My creativity is the one thing that I compare myself with others over. I never want to be mediocre or below standard when it comes to my creativity. Being creative is how I make my money. I need to stay ahead of the curve. See what others are doing and kick my game up a notch. Looking around outside your lane is okay. The problem arises in relation to how you use the information that you found during research. Did seeing other people’s work make you feel smaller or inadequate? Or did it inspire you to do better and be better?
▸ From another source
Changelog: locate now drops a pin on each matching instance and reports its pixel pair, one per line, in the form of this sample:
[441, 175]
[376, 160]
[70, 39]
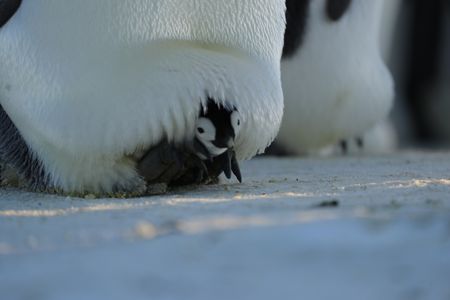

During my teens, I was compared to my sisters a lot. I was darker and bigger whereas they were thin, tall and yellow. You know how cruel school kids can get. Messed around with my self confidence a lot during those trying years. It got so severe at some point, that I was reluctant to take pictures with them without some kind of filter. Has it eased up? Sort of, but not all the way through. I thought I had it handled until some girl texted me that I was dark and ugly and all these things came flooding back and now my Instagram is for liking pictures and watching stories. I do not feel like taking pictures or posting.
I have an amazing little sister. Zulugirl 2 just makes the things that make the academics to be done. She graduated cum laude and checked all the right boxes her whole life. The girl can do no wrong. I’d be lying if I said my parents compared us because they did not. If anything, I compared myself incessantly. And the public always had something to say.
Trying to stir up some sibling rivalry but we weren’t having none of it. I am very proud of my sister. I am automatically awesome by relation. Lord knows my parents need a less problematic child.